Торгуют волею своей.
Главы пред идолами клонят
И просят денег да цепей_.
Что бросил я? Измен волненье,
Предрассуждений приговор,
Толпы безумное гоненье
Или блистательный позор.
Какой энергический, полный мощного негодования голос! Какая пламенная,
вся проникнутая благородным пафосом речь! С какою неотразимою силою увлекает
душу это пророчески обвинительное, страшным судом гремящее слово!
Прислушиваясь к нему, не можешь не верить, чтоб человек, обладающий такою
силою жечь огнем уст своих, не был существом высшего разряда, - существом,
исполненным светлого разума и пламенной любви к истине, глубокой скорби об
унижении человечества... Вы видите в нем героя убеждения, мученика высших,
недоступных толпе откровений... Как высоко стоит он над этою презренною
толпою, которую так нещадно поражает громом своего благородного
негодования!.. Но здесь-то и скрывается великий урок для оценки истинного
достоинства; здесь-то и можно видеть, как легко быть героем на счет чужих
пороков, заблуждений и слабостей и как мудрено быть героем на свой
собственный счет, - как всякого должно судить не по одним словам его, но
если по словам, то не иначе, как подтвержденным делами. Изречь энергическое,
полное благородного негодования проклятие не только на какое-нибудь общество
или какой-нибудь народ, но и на целое человечество гораздо легче, нежели
самому поступить справедливо в собственном своем деле. И потому изрекать
анафему так же не всякий имеет право, как и изрекать благословение; это
могут только, приявшие свыше власть и посвящение. Как поучать других имеет
право только знающий сам то, чему берется поучать, так и предписывать другим
пути практической мудрости и справедливости может только тот, кто сам уже
твердою стопою привык ходить по этим путям. Слово само по себе - не более,
как звук пустой: оно важно только как выражение мысли; а мысль сама по себе
- не более, как призрак чего-то разумного и прекрасного: она важна лишь как
идеальная сущность действительности. Все, что <не> подходит под мерку
практического применения, ложно и пусто. Вот почему необходимо должно
обращать внимание не только на то, действительно ли истинно сказанное, но и
на то, кем оно сказано. По этой же причине в устах призванных и посвященных
иногда и старые истины получают новую форму и новую силу убеждения, как
будто бы они были сказаны в первый раз; а в устах людей, самовольно
принимающих на себя обязанности учителей, иногда и новые, оригинально
выраженные мысли пропадают без действия, как будто истертые общие места...
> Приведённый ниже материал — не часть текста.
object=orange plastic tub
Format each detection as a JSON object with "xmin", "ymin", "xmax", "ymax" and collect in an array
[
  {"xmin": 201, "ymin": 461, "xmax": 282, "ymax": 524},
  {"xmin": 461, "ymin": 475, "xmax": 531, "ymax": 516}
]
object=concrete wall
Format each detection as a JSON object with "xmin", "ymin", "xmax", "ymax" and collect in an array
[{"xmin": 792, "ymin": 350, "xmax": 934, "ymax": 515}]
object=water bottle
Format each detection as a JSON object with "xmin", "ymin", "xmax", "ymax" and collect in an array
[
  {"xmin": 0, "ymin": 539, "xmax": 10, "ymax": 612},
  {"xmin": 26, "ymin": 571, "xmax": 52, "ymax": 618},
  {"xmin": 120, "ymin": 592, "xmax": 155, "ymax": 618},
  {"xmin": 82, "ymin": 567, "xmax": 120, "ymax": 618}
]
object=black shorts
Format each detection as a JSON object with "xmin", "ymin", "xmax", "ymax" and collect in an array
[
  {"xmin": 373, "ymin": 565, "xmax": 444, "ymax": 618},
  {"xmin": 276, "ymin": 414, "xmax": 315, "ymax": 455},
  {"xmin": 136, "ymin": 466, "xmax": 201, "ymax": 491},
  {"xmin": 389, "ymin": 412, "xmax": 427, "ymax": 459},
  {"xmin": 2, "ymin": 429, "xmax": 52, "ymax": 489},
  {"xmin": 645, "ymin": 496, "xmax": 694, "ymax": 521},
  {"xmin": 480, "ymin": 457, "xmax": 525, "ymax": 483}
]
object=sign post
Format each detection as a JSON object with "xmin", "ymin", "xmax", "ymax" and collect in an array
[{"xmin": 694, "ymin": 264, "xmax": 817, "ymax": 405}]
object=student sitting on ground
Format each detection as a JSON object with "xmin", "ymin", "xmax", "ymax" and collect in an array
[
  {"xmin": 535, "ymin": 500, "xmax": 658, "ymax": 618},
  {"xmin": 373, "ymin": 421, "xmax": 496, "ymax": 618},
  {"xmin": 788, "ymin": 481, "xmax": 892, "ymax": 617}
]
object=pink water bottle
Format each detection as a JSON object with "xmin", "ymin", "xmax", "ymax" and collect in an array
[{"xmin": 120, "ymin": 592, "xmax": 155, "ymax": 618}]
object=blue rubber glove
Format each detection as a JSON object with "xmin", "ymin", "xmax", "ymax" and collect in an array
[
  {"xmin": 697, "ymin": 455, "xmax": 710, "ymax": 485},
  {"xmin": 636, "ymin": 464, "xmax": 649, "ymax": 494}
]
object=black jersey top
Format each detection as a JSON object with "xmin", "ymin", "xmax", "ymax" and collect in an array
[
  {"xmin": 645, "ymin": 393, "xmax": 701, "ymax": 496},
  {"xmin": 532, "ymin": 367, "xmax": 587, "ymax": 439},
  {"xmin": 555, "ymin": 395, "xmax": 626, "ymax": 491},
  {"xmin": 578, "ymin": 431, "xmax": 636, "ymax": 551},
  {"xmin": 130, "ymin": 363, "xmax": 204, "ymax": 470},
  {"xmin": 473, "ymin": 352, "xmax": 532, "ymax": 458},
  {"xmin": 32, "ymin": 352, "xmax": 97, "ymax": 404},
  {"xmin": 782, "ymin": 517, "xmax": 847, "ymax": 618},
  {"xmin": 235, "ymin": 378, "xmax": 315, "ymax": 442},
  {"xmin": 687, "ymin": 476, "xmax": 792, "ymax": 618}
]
Обратимся к Алеко. Наконец доходит дело и до страстей, появление
которых поэт так значительно, таким угрожающим образом предсказывал. Сердцем
Алеко одолевает _ревность_... Эта страсть свойственна или людям по самой
натуре эгоистическим, или людям неразвитым нравственно. Считать ревность
необходимою принадлежностью любви - непростительное заблуждение. Человек
_нравственно_ развитый любит спокойно, уверенно, потому что уважает предмет
любви своей (любовь без уважения для него невозможна). Положим, что он
замечает к себе охлаждение со стороны любимого предмета, какая бы ни была
причина этого охлаждения из исчисленных поэтом:
Кто устоит против разлуки.
Соблазна новой красоты,
Против усталости и скуки
Иль своенравия мечты? {371}
это охлаждение заставит его страдать, потому что любящее сердце не может не
страдать при потере любимого сердца; но он не будет ревновать. Ревность без
достаточного основания есть болезнь людей ничтожных, которые не уважают ни
самих себя, ни своих прав на привязанность любимого ими предмета; в ней
выказывается мелкая тираний существа, стоящего на степени животного эгоизма.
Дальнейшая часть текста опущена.